Saat itu saya benar-benar dituntut untuk menjadi ‘yang terbaik’ dalam rantai kekuatan pengelolaan bisnis, yang selalu harus mampu untuk menekan gas atau sekedar menggoyangkan setir ke kanan dan ke kiri agar tetap meluncur lurus di jalan tujuan.
Dan itu seringkali menjadi tak mudah, terutama bila mengingat betapa otodidaknya saya dalam melakukan semua. Ditambah dengan mayoritas SDM yang saya miliki, dengan latar belakang yang amat sederhana dan terbatas, serta-merta menjadikan tanggung jawab sebagai motor penggerak mendarat tepat di punggung saya.
Mungkin kata-kata tersebut terdengar agak sarkas. Tapi memang terlalu sedikit yang bisa kita harapkan ‘secara umum’ dari seorang tukang obras biasa, atau karyawan pabrik, penjaga toko, bahkan juga mereka yang belum lagi sempat lulus SMU serta beberapa mahasiswa yang mungkin baru sekedar memperoleh MKDU di kampus mereka.

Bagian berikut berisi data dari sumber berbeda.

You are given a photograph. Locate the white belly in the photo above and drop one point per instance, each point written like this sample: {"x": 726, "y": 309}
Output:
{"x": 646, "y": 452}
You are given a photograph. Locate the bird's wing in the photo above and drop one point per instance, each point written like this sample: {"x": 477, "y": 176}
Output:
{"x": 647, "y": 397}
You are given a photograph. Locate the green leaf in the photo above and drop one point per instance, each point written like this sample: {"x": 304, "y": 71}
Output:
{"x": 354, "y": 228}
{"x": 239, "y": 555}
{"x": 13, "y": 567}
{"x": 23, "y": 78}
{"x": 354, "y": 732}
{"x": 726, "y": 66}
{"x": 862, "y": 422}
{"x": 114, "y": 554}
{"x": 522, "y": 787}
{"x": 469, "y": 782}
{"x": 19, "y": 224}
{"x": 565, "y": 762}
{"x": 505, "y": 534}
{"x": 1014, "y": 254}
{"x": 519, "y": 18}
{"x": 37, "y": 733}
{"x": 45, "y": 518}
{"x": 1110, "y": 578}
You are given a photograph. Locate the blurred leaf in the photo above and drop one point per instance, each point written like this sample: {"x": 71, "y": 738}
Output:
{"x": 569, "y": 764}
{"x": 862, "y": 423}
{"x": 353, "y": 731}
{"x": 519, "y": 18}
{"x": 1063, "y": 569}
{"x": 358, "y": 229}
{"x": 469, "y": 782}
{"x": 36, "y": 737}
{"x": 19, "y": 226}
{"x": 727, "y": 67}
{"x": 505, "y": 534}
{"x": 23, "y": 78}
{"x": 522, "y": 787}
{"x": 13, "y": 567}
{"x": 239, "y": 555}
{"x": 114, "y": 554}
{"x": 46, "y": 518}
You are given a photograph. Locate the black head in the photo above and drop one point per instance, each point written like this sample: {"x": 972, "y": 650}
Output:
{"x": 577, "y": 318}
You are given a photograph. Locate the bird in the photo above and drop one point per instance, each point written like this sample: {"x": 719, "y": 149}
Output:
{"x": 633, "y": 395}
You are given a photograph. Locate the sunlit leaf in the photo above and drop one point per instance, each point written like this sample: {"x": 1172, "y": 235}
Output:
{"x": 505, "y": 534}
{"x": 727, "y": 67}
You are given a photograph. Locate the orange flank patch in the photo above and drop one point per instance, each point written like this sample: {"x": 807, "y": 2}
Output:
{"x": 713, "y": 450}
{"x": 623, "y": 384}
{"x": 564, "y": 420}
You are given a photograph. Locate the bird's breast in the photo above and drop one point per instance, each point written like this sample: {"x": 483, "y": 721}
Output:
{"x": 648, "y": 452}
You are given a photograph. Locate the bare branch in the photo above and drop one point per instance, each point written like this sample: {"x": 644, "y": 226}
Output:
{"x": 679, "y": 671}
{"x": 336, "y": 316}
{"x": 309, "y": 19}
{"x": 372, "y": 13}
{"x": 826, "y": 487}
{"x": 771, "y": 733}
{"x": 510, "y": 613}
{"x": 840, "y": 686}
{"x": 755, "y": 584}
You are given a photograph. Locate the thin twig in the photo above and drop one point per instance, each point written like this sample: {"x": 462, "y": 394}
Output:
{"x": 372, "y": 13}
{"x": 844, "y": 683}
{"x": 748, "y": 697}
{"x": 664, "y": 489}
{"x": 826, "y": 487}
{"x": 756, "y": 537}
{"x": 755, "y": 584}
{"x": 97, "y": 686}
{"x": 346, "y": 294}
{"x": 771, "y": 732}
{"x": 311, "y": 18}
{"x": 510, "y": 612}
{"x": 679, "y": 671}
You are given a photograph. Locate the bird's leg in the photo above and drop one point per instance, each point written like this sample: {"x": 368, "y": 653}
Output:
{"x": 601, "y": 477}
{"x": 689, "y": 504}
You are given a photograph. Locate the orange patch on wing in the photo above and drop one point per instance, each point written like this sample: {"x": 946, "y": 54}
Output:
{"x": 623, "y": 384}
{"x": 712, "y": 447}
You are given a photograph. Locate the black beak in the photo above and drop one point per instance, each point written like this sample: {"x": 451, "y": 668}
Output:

Dan saya cukup yakin, jika saja mereka bertemu dengan wayang-wayang OVJ, tentu akan langsung dibombardir dengan pertanyaan yang menyebalkan tersebut, “Sebenarnya mau kemana sih arah hidup lo...?”…^_
Merekalah kru bisnis saya, dalam sebuah usaha serius yang bernama: Bisnis Pendidikan. Tentu dengan segudang keahlian -dan terutama sekali: Kecerdasan- yang amat dibutuhkan dalam Standard Operational Procedure di dalamnya.
Mereka kemudian memang menjadi kru terhebat yang pernah ada, terutama setelah begitu banyak ‘formula’ dan ’teknik khusus’ yang harus diganyang habis, sebagai sebuah peningkatan kualitas. Namun saya yakinkan kepada kau, bahwa hal itu tidaklah terjadi pada saat mereka baru bergabung!
Dan semua itu menjadi lebih tidak mudah lagi saat saya menyadari, bahwa inilah proyek pertama dalam hidup saya yang benar-benar tidak melibatkan Mulan sebagai guru tercerdas yang saya punya, yang selalu mampu untuk menjadi tempat saya bertanya atau meminta. Atau barangkali sekedar memeluknya saat saya merasa begitu lelah menghadapi semua, yang biasanya menjadikan saya langsung merasa full power kembali.
Proyek inipun ada jauh waktu setelah teman-teman hebat saya tak lagi di depan mata. Walau ingatan tentang mereka seringkali dengan cara yang aneh membuat saya tetap mampu untuk menyelesaikan semua, dan mungkin akan menjadikan saya keluar sebagai pemenang dengan begitu bebasnya finansial yang dimiliki tanpa perlu bekerja lagi, dengan begitu banyak ‘karya-karya besar’ yang seharusnya selesai saya buat, sebelum semuanya tiba-tiba harus lenyap beberapa saat sebelum saya berhasil mencapai garis finish, yang setelahnya membuat saya ‘lagi-lagi’ terlahir kembali, menjadi pangeran kodok yang terus saja berlompatan ke berbagai daerah. Menjadi orang rumahan yang justru tak pernah ada di rumah. Menjadi naked traveler yang sama anehnya dengan pola hidup saya sebelumnya, yang kembali akan mengisi tulisan saya selanjutnya, setelah kisah ini selesai saya bagi.
Apa susahnya membuat uang memburu kita, tanpa kita perlu bersusah-payah mengais-ngaisnya dalam tumpukan rutinitas kantor dan atau tempat kerja lainnya, sambil diam-diam berharap ada rejeki besar yang membuat kita tak perlu lagi berlelah-lelah dalam mengumpulkan setiap sen-nya?